PacBio Onso
The PacBio Onso importer is designed to import fastq (.fastq/.fq) files generated by PacBio Onso sequencing technology. Uncompressed files as well as files compressed using gzip (.gz), zip (.zip) or bzip2 (.bz2) can be provided as input. Quality scores are expected to be in the NCBI/Sanger format, see Quality scores in the Illumina platform. The importer processes UMI information from the fastq read headers, see General notes on UMIs.
To launch the PacBio Onso importer, go to:
Import () | PacBio () | PacBio Onso ().
This opens a dialog where files can be selected and import options specified (figure 7.11).
Figure 7.11: Importing data from PacBio Onso.
The General options are:
- Paired reads.
Files will be paired up based on their names, which are assumed to contain _R1 and _R2 (alternatively, _1 and _2), respectively. Other than the R1/R2 (or the 1/2), the file names in a pair are expected to be identical.
Under Paired read information:
- Choose the orientation of the paired reads, either Forward-reverse or Reverse-forward.
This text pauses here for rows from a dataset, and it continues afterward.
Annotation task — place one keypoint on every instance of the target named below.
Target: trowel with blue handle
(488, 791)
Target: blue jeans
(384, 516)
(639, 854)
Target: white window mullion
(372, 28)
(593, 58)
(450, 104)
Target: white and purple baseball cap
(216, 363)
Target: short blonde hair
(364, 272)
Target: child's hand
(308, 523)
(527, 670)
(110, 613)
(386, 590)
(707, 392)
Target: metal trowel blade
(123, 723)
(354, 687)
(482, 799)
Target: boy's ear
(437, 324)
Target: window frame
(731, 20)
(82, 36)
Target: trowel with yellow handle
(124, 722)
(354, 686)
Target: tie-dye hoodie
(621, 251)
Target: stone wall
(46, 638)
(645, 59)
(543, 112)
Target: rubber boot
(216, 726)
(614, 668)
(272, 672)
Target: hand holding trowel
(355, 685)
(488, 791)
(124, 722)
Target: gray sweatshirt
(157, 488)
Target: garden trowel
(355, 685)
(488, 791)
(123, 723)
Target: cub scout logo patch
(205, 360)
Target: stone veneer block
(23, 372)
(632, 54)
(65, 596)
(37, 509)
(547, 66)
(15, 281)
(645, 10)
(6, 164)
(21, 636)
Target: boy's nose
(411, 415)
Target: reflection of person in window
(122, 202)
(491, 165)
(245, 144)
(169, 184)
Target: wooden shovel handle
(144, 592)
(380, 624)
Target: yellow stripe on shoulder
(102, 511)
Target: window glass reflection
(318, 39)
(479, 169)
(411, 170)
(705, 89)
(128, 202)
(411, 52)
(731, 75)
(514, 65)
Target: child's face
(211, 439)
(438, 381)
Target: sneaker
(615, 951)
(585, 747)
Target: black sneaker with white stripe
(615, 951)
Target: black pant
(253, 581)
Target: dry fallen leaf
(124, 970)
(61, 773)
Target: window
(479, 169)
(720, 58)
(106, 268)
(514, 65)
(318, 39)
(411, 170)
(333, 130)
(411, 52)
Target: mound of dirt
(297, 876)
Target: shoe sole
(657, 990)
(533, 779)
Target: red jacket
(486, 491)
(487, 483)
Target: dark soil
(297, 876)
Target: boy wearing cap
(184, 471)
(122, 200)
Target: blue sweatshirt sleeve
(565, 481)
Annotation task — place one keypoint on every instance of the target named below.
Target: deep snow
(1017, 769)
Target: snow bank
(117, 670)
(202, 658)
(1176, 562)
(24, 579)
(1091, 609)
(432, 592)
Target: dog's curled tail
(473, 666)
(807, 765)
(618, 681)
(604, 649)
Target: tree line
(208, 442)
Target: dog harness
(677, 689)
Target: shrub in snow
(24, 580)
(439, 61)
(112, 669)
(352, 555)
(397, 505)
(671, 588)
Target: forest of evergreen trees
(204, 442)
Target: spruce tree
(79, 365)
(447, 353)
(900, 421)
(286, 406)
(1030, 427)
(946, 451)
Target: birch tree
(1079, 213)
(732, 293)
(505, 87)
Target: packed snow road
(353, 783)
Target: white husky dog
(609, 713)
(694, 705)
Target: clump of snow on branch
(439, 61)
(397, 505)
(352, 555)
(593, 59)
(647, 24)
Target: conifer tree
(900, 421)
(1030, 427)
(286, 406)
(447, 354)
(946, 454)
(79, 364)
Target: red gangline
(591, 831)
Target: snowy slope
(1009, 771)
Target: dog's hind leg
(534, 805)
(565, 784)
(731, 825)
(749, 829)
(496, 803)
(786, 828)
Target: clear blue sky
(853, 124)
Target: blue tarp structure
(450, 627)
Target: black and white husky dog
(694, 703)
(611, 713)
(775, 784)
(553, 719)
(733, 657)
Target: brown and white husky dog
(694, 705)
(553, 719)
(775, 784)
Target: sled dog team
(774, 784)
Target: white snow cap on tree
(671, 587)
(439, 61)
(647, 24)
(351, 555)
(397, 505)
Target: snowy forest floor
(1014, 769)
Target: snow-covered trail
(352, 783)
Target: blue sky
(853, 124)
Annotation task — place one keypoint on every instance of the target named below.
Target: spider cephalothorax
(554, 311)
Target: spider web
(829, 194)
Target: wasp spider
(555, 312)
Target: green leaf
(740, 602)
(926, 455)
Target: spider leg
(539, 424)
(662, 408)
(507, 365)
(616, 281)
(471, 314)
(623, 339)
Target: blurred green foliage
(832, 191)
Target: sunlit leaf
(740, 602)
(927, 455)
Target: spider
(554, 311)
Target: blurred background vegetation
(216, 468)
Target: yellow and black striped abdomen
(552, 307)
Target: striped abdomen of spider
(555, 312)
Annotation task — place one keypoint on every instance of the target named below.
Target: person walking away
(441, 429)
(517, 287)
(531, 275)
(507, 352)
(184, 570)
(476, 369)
- Specify the insert sizes by setting Minimum distance and Maximum distance. Data sets with different insert sizes should be imported separately, with the correct minimum and maximum distance.
Read more about handling paired data in General notes on handling paired data.
- Discard read names. Read names can be discarded to save disk space without affecting analysis results. Keeping read names can be useful in some circumstances, such as when inspecting sequence list contents or when working downstream with subsets of sequences.
- Discard quality scores. Quality scores are visible in read mappings and are used by various tools, e.g. for variant detection. If quality scores are not relevant, use this option to discard them and reduce disk space and memory consumption.
The PacBio Onso options are:
- Join reads from different lanes.
When checked, fastq files from the same sequencing run but from different lanes are imported as a single sequence list.
Lane information is expected in the filenames as "_L<digits>", e.g. "L001" for lane 1. If this patterns occurs more than once in a filename, the last occurrence in the name is used. For example, for a filename "myFile_L001_L1.fastq" the lane information is assumed to be L1.